ふと、シエスタがどこに行ったのか気になったが、見れば、人知れずスレッジオークの首元に登り、手にした短剣を頚椎に突き刺していた。
あの殺し方……アリだな。別途血抜きする必要があるが、やりやすくなるのは間違いない。
まあ、そうは言っても。
「オレはお前らの首を斬るしか出来ないけどな!」
インベントリから黒刃の大剣を装備して、『天駆』スキルを使って中空に移動し、一振りにスレッジオークの首を断ち斬る。
首を斬ったスレッジオークはインベントリに収納して、次の奴の首を狙う。
「なあ! 私は打撃しか出来ないけど、良いのか!?」
「別にいいんじゃないか? 肉は叩くと柔らかくなるし、それもアリだろう」
シルヴィの、ある意味的外れな質問に答えておく。
スレッジオークの肉が既に十分に柔らかくなる可能性もあるが、まあ、別にいいか。
ルキナは魔法の風の刃を放ってスレッジオークの首を刈り取り、ライカはクローガントレットの爪をスレッジオークの首に突き刺した後にかっ捌いている。
シエスタは相変わらず頚椎を突き刺し、その後で脳天を突き刺して、そのまま短剣をグリグリと捻っていた。
うわぁ、すっげえ痛そう。

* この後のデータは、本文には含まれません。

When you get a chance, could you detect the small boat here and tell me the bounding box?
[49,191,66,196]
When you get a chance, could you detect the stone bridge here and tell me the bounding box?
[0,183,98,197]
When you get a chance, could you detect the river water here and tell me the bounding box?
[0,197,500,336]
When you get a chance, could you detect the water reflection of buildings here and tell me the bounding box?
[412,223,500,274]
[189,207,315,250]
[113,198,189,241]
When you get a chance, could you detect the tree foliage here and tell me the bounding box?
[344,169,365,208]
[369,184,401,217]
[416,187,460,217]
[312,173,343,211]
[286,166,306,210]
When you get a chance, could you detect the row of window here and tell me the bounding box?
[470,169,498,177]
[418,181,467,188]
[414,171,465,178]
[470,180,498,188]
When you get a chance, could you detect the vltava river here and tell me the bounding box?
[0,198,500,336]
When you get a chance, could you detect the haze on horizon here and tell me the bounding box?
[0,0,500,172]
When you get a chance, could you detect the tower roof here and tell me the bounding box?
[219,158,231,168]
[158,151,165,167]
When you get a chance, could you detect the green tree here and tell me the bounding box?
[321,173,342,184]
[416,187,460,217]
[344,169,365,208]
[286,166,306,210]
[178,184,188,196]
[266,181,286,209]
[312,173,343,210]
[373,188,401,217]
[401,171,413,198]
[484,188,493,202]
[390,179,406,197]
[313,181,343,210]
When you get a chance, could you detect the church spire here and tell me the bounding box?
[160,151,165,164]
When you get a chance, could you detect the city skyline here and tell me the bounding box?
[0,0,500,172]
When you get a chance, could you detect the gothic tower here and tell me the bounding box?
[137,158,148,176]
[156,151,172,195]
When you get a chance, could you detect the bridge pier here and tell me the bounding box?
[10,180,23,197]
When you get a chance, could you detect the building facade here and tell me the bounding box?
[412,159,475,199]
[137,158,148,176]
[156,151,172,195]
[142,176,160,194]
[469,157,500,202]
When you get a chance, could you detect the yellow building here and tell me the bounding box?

いや、もう死んでて痛覚なんかないかも知れないけど。
「……とりあえず、インベントリに仕舞っとくか」
倒されたスレッジオークを片っ端から収納していくが、魔法陣は未だに発動しており、次から次へとスレッジオークが追加されていっている。
「追加の肉……ああいや、スレッジオークか。何体出てきても同じだと思うが……まあ、いいか」
追加された分のスレッジオークも、どんどん殺してインベントリに収納していく。
そうしてスレッジオークを倒し続け、いよいよ追加のスレッジオークが出てこなくなる頃には、オレ達宝箱回収班は疲れ果てていた。
出てきたスレッジオークは、追加分も含めて百六十体にも及んだ。
一体一体の処理は楽なものだったとは言え、疲れるはずである。